Economists split over chance of August rate rise as Australian property price rebound slows

A sign for a property auction
The Reserve Bank is set to announce its decision on whether to raise interest rates – and the cost of property owner’s mortgages – by another 25 basis points on Tuesday. Photograph: Bloomberg/Getty Images

The Reserve Bank’s August interest rate decision is likely to be a coin toss, with analysts split over the prospect of another increase amid fresh signs the property price rebound is losing steam.

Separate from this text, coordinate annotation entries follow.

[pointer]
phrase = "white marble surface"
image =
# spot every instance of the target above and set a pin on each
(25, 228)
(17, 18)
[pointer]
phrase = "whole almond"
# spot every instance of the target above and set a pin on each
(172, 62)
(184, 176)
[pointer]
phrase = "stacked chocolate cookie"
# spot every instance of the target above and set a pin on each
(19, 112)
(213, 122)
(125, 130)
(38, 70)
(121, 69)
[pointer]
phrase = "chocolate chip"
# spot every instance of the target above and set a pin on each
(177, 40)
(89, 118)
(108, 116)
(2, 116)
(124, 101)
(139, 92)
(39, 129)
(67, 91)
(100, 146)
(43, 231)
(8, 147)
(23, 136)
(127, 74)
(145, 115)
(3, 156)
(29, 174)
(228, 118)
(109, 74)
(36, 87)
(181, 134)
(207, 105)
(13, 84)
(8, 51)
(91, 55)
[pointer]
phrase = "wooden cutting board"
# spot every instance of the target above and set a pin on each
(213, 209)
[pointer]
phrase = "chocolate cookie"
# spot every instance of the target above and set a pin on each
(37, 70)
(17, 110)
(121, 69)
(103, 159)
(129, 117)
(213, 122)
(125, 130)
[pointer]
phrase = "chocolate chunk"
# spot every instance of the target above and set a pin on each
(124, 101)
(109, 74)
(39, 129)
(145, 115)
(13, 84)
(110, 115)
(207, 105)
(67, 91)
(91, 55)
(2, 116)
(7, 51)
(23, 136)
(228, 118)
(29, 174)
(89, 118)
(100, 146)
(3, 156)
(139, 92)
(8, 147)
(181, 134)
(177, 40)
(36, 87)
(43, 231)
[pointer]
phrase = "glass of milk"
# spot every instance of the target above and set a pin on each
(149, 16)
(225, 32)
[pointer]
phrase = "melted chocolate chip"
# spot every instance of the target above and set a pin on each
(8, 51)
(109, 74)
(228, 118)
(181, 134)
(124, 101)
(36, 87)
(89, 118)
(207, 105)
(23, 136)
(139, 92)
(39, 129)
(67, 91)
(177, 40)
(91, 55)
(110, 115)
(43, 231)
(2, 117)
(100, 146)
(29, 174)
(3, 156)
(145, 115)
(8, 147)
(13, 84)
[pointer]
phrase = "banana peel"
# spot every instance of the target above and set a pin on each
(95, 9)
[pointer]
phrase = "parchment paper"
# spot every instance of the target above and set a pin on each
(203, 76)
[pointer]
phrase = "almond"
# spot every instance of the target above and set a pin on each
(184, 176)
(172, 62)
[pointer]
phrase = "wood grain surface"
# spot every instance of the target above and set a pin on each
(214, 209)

The central bank’s board will announce its verdict at 2.30pm AEST on Tuesday. Fifteen economists predicted the cash rate would be raised another 25 basis points to 4.35%, which would be the 13th increase since last May. But 11 forecast the RBA would extend July’s pause for another month, according to a Bloomberg survey.

Financial markets have downplayed the risk of an imminent rate rise. Investors put the odds of another increase this month at 14%, according to the ASX.

UBS’s chief economist, George Tharenou, who has correctly called the past dozen RBA rate rises, is among those predicting the central bank will increase again this month. Jarek Kowcza, a senior economist at St George, is another.

“Nevertheless, we concede it will be another close call and finely balanced decision,” Kowcza said. “Ultimately, the board’s interpretation of the balance of risks will determine which way the pendulum swings.”

Those risks range from inflation remaining too high for too long or the RBA overdoing the monetary policy tightening and sending the economy into a painful recession.

Melbourne-based ANZ and NAB predict the RBA will hold steady, while Sydney-based CBA and Westpac forecast a rate rise.

Last week’s inflation figures for the June quarter showed price pressures were continuing to ease but not in the service sector. June’s unemployment rate fell to 3.5%, near a half-century low.

Signs of economic weakness include a surprise drop in retail turnover for the month, indicating past rate rises were sapping spending.

Data out on Monday indicated that the previous interest rate rises were taking a toll on the recovery of the real estate market. Another 25 basis point increase would add $15 to monthly mortgage repayments for each $100,000 borrowed, according to RateCity, a data provider.

Investors borrowed less for housing in June, the first monthly retreat in that measure for three years, CBA said, citing RBA figures.

Owner-occupier housing credit growth was unchanged at 0.4% in June, Stephen Wu, a CBA economist, said. “Annual growth sits at 5.3%, well down from the peak pace of 9.3% seen in early 2022.”

While some households were struggling to repay mortgages, others were accelerating the pace of debt repayments, Wu said. Such payments were now near the record levels tallied during the pandemic.

CoreLogic, another data group, said housing values extended their recovery for a fifth consecutive month in July with its home value index rising 0.7%. Since February, the index is up 4.1%, clawing back almost half the 9.1% decline from its record level in April 2022.

Still, the rebound has lost some of its momentum, easing from a 1.2% pace in May as more vendors put dwellings up for sale.

CoreLogic’s research director, Tim Lawless, said: “After leading the upswing, the monthly pace of growth in Sydney housing values has halved from a recent high of 1.8% in May to 0.9% in July.

“Sydney has also seen a significant rise in the number of fresh listings added to the market, 9.9% higher than the same time last year and 18% above the previous five-year average,” Lawless said. “An increased flow of new listings provides more choice and may be working to reduce some of the urgency felt among prospective buyers.”

Brisbane and Adelaide bucked the trend, with price rises quickening to 1.4% in both cities last month. Home values in the South Australian capital, along with Perth, were at a record high.

Canberra was the only capital city to record a decline in values in July, down 0.1%, while Hobart values were unchanged, CoreLogic said. Melbourne’s values were up 0.3% in July, trimming the decline from a year ago to 4%.